私が自分用にオーダーしたジャケットをご紹介させていただきます。私は毎シーズン膨大な数の服地を生地メーカーさんからご提案いただきます。その中から自分好みの生地を見つけるために実際に生地に触れながら質感や肌触りを確認し、仕立て上がりを想像しながら生地を選んでいます。今回私は春夏用に淡い発色のサックスブルーのジャケットを作りたいと考えていました。頭の中にある漠然としたイメージを多くの生地に触れながら少しずつ具体的にしていく過程はオーダーならではで、ワクワクしながら生地を選びました。生地選びから仕上がりのご紹介まで、私がどんなことを考えてオーダーしたのかをお話しさせていただきます。
PIACENZA ARASHAN BREEZE(ピアチェンツァ アラシャンブリーズ)
今回のジャケットは素材の発色が鍵になると考えていました。と云うのも、メンズのカラージャケットは素材の善し悪しで発色が大きく異なるからです。私がイメージしていたのは淡く上品な発色のサックスブルーで、それを表現できるのはカシミヤだと思っていました。そんな時にタイミングよくメーカーさんからピアチェンツァの春夏の新作生地のご案内をいただきました。その中から私が選んだ生地は、アラシャンカシミヤ&シルク&リネンのサックスブルーのグレンチェックです。発色といい遠目には無地に見える控えめなチェックといい私のイメージにドンピシャです!
アラシャンカシミヤとは
中国の内モンゴル西部アラシャン地区という特定地域に生息するカシミヤ山羊の毛。 夏は40度以上、冬はマイナス30度になる厳しい環境で、冬の寒さを凌ぐための産毛がアラシャンカシミヤとして産出されます。カシミヤの中で一番繊維が細くて長く、別格のクオリティを誇り、毎年最高価格で取引されるカシミヤの中で最高品質のカシミヤです。純白の原毛は色の染まりがキレイで他のカシミヤやウールでは表現できない発色の美しさがあります。

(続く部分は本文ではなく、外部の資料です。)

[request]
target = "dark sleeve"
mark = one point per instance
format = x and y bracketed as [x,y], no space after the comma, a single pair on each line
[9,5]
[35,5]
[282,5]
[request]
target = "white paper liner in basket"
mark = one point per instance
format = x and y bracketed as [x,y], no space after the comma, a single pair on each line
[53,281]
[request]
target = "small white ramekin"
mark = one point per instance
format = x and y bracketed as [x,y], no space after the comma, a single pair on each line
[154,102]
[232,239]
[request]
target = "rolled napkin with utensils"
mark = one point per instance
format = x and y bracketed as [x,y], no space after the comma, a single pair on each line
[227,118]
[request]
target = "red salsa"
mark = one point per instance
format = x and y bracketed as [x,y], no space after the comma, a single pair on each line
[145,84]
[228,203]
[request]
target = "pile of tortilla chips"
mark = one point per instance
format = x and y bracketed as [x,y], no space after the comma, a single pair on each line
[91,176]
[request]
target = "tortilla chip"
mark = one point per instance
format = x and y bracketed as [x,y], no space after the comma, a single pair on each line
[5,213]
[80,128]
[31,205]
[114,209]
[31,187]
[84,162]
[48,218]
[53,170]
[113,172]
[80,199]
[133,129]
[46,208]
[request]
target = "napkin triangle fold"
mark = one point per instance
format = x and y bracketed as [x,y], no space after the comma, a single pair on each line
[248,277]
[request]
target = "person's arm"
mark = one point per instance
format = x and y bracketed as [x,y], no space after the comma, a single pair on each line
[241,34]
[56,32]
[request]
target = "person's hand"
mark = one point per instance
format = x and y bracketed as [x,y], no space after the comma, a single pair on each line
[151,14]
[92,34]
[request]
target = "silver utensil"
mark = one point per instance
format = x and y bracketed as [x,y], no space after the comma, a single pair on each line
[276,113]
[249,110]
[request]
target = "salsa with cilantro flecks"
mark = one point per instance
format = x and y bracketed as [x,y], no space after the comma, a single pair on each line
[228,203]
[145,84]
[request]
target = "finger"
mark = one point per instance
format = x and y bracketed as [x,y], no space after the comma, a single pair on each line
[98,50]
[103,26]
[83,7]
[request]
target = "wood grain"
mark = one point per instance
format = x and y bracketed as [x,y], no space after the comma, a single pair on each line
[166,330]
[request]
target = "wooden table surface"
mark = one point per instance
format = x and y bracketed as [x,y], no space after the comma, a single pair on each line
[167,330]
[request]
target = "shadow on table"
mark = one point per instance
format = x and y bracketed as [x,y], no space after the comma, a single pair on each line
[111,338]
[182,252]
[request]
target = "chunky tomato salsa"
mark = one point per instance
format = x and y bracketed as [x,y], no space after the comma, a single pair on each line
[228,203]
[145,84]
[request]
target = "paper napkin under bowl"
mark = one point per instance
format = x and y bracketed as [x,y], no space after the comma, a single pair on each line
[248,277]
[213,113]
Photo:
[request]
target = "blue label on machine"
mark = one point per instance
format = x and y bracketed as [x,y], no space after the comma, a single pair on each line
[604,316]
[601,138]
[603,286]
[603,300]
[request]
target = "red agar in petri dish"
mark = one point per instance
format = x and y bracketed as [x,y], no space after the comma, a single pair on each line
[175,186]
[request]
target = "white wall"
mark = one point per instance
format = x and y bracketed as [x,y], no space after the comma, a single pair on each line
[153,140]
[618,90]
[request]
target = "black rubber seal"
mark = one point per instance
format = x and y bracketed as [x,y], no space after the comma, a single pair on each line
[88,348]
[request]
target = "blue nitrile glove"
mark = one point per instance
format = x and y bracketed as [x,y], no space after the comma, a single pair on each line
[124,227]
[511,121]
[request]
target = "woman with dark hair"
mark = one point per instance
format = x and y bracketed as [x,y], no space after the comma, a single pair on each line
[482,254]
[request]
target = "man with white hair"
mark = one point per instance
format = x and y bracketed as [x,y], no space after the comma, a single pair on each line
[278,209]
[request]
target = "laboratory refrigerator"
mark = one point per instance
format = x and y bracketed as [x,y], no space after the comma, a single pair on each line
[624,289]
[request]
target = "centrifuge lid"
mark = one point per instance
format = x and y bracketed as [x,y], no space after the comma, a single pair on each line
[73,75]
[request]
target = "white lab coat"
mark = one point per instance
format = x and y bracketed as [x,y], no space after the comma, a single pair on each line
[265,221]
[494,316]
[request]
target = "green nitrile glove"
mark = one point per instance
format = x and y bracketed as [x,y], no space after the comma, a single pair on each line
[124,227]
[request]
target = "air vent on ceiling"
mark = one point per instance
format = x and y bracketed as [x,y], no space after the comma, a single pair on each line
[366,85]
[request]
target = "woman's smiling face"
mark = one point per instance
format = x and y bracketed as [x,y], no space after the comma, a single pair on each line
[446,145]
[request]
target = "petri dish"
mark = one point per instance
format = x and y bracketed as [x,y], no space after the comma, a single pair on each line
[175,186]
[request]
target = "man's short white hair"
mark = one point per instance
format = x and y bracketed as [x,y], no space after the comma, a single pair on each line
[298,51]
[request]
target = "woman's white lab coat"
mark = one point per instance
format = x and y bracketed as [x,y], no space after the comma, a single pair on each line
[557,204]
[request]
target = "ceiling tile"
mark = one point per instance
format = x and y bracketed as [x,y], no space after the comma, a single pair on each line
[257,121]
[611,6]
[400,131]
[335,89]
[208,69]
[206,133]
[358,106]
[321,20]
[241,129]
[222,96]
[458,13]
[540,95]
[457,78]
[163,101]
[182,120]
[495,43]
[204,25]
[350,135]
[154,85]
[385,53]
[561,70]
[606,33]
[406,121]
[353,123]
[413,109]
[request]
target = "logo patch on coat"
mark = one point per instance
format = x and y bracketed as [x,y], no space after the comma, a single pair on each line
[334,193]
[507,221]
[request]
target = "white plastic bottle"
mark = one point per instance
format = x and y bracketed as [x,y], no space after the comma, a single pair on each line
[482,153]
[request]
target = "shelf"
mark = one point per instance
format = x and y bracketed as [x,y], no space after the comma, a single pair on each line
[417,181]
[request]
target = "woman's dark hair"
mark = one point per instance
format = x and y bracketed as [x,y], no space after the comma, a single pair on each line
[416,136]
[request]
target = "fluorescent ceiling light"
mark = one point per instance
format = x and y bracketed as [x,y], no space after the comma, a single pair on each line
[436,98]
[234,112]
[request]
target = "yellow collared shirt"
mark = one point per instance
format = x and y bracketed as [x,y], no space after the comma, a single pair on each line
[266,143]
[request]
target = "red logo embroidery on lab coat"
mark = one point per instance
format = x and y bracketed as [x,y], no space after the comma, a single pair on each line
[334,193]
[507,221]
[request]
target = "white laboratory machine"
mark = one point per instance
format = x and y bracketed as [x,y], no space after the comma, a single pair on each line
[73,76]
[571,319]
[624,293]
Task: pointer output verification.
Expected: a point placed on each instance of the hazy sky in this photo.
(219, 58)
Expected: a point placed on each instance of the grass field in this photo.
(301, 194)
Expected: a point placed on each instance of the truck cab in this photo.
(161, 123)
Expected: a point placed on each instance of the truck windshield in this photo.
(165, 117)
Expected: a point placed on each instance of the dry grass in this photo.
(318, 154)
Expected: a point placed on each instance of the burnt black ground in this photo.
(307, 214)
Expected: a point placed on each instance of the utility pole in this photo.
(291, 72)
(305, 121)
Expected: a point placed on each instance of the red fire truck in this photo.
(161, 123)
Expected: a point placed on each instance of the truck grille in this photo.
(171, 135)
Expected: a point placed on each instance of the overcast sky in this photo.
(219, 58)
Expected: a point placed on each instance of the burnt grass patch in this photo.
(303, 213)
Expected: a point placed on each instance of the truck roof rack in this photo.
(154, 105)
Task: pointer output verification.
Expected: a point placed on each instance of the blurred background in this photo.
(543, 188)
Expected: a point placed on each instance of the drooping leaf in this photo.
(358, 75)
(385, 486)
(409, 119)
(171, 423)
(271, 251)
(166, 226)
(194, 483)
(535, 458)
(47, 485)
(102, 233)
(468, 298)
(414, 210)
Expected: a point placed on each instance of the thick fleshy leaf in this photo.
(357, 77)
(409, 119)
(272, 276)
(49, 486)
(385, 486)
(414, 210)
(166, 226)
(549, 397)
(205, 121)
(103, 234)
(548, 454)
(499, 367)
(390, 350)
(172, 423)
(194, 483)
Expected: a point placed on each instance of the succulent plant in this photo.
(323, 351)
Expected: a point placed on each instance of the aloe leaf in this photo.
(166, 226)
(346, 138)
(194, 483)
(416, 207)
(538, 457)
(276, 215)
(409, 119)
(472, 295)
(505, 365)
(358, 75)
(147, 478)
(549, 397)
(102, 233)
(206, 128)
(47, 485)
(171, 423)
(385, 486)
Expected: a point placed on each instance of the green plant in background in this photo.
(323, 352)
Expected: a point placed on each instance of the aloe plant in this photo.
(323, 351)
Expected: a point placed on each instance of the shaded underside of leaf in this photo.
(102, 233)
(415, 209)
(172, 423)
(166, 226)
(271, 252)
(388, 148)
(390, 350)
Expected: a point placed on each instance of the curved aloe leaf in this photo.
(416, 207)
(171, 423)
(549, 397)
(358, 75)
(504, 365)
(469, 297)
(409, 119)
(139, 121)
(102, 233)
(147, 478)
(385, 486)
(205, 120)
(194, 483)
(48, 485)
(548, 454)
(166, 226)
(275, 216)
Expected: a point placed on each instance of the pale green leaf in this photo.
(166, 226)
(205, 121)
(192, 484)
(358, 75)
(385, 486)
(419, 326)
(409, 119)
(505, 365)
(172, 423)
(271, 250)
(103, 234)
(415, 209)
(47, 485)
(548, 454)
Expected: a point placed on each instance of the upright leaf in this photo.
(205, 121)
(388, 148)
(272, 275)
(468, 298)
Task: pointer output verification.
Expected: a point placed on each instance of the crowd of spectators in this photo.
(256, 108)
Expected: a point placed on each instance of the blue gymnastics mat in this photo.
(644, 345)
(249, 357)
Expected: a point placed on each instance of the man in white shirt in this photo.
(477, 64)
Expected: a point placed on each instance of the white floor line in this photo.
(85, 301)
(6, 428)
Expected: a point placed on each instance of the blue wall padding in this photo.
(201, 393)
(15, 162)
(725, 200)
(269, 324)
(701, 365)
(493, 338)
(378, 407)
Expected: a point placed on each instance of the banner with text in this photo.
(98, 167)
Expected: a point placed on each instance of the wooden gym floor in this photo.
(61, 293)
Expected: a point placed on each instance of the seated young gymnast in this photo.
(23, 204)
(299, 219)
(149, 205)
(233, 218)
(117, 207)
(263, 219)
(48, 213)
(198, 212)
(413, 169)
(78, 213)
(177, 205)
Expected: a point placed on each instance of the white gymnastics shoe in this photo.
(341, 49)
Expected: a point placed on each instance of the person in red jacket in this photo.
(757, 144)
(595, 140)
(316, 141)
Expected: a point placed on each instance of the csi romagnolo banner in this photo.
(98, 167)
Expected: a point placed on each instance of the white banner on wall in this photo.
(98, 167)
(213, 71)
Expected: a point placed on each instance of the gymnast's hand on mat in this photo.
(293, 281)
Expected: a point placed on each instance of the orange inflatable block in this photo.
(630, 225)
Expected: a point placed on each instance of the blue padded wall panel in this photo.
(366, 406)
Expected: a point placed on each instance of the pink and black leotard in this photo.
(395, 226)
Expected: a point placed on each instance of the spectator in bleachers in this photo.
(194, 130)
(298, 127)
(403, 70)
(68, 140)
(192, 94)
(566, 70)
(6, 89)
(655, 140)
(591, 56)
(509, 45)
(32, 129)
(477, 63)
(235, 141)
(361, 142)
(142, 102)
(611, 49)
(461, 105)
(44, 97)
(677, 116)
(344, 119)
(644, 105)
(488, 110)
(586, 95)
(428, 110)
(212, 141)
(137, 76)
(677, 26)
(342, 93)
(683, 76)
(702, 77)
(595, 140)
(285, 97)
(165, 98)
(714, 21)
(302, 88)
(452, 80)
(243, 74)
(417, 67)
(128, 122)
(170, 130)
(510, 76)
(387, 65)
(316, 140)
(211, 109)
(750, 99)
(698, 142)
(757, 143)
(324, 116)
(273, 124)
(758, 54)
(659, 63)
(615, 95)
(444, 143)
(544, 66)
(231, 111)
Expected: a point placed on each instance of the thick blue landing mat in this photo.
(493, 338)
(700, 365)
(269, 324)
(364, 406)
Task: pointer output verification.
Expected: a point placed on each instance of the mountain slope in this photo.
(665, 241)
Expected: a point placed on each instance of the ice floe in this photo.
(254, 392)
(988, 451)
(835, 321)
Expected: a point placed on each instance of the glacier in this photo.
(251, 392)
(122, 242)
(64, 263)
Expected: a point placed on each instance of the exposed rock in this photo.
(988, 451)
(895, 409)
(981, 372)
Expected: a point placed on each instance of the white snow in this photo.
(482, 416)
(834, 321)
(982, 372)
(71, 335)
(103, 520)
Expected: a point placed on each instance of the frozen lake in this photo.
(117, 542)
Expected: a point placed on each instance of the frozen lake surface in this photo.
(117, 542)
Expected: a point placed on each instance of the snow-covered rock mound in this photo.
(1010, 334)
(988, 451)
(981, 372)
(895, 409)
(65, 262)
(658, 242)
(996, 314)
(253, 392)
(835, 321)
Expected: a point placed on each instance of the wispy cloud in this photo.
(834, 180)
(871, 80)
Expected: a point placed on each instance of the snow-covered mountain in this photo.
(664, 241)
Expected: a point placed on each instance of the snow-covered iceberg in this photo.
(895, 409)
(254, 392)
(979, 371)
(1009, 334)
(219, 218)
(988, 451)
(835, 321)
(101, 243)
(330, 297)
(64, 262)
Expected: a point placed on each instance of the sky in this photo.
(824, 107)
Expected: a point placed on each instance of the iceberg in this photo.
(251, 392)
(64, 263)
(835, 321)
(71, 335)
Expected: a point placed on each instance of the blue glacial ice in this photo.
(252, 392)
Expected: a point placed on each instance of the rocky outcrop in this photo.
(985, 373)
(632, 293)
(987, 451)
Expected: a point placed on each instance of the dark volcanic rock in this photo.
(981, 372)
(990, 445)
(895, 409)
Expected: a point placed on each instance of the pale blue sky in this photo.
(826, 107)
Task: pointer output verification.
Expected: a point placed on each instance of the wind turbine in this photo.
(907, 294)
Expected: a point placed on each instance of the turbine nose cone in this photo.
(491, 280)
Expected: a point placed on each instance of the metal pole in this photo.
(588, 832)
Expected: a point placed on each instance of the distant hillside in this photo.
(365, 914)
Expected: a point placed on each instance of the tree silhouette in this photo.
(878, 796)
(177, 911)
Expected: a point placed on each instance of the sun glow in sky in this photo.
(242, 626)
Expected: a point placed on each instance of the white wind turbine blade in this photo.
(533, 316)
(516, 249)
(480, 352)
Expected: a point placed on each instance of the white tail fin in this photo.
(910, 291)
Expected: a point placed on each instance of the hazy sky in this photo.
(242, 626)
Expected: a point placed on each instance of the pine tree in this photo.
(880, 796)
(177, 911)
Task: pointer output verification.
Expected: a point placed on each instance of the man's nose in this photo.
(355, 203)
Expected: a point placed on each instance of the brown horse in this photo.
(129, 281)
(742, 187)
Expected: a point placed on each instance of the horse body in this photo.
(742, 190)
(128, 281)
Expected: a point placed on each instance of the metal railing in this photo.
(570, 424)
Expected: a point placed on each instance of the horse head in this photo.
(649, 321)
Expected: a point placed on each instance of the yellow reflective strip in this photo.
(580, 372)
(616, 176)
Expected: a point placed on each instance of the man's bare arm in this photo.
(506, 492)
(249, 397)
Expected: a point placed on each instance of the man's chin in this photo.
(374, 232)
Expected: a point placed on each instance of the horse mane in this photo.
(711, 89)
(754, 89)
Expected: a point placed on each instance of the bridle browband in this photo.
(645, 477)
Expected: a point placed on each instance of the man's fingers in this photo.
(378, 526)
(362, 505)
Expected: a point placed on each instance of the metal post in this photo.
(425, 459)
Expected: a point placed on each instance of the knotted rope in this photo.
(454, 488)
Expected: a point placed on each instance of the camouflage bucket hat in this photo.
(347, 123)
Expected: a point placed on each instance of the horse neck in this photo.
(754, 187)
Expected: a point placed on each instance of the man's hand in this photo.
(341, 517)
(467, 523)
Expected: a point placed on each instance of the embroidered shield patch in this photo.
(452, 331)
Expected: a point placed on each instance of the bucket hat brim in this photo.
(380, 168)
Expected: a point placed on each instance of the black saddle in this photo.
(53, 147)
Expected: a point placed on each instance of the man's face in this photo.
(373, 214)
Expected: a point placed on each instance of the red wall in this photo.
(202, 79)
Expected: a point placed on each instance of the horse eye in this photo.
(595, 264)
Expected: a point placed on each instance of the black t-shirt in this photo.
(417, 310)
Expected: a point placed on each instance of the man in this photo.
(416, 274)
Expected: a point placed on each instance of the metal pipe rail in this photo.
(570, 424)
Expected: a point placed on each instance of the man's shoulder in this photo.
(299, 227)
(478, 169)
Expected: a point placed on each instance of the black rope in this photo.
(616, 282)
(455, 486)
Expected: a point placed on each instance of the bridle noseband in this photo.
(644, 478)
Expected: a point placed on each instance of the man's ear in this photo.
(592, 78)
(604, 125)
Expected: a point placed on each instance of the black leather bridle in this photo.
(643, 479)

私がセレクトした生地はアラシャンカシミヤ60%・シルク32%・リネン8%の3者混。目付けは何と180グラムです。 カシミヤの原毛はウールに比べると細く、その中でもアラシャンカシミヤの原毛は更に細くて繊細です。 デリケートなアラシャンカシミヤの原毛をここまで細引きして、耐久性を担保しつつ180グラムという驚異的な軽さの生地に仕上げるには相当な技術力が必要です。繊細なカシミヤをここまで薄く軽くすると普通なら生地が裂けてしまうリスクが高まりますが、それを可能にしたのがピアチェンツァのこの生地です。シャツ生地のように軽いのにカシミヤの柔らかさとシルクのコシ、リネンの清涼感を味わえるジャケット生地でこれは仕上がりが楽しみです!
サックスブルーのオーダーカシミヤジャケット
仕上がりを待つ時間さえも楽しくて納品の日はいつも以上にワクワクした気持ちでお店に向かいました。仕上がりを見た瞬間、発色の美しさに溜息が漏れました。優雅で落ち着いた雰囲気ながらも主張があるのは、最高級カシミヤのアラシャンカシミヤだからこそ醸し出せるオーラでしょうね。落ち着きがあるのに地味ではない、個性的なのに華美すぎない、大人の着こなしに大切な要素が全て詰まったメンズのカシミヤジャケットに仕上がりました!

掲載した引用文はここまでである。